La Norma ISO 27032 de Gestión de la Ciberseguridad es un estándar para gestionar la Seguridad de la información y la Seguridad en las Redes en el ciberespacio, seguridad en Internet y Protección de las Infraestructuras cibernéticas, para lo que empresas y organizaciones deben gestionar su marco de referencia de ciberseguridad.
Este marco de referencia NIST (National Institute of Standards and Technology of USA) propone gestionar las siguientes funciones en las empresas y organizaciones: identificar, proteger, detectar, responder y recuperar. Para la funcionalidad de identificar se propone gestionar las categorías: Gestión de Activos, Entorno de negocios, Gobierno, Evaluación de riesgos y Estrategia de gestión de riesgos.

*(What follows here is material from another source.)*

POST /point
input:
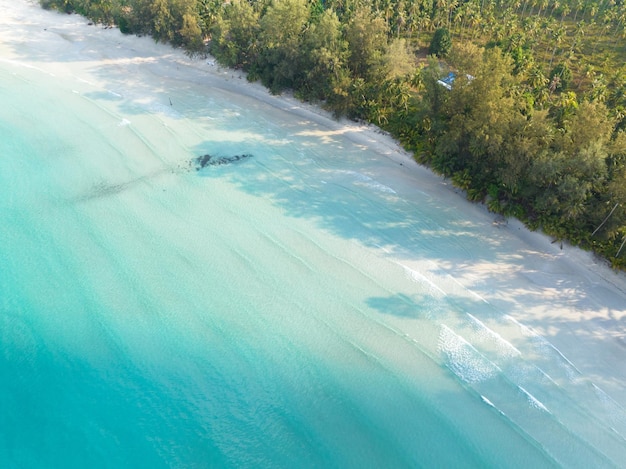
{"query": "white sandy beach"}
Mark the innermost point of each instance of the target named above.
(563, 294)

Para la función de proteger: Gestión de Identidad y Control de Acceso, Sensibilización y Formación, Seguridad de Datos, Procesos y Procedimientos de Protección de la Información, Mantenimiento y Tecnología de Protección. Para la función de detectar: Anomalías y Eventos, Monitoreo Continuo de la Seguridad y Procesos de Detección.
Para la función de respuesta: Planificación de la respuesta, Comunicaciones, Análisis, Mitigación y Mejoras. Para recuperar: Planificación de la recuperación, mejoras y comunicaciones.
Ahora bien para hacer realidad este marco en las organizaciones se debe establecer una hoja de ruta que incluya: evaluar el estado actual de la empresa y organización frente a la ciberseguridad, analizar las brechas e identificar las acciones necesarias de intervención, formular e implementar el plan de acción.
La temática se vuelve mas critica con la extensión del ciberespacio dado por la computación ubicua y las ciudades inteligentes y por tanto además de cumplir con las normas se deben gestionar marcos y modelos para esta supra-infraestructura cibernética.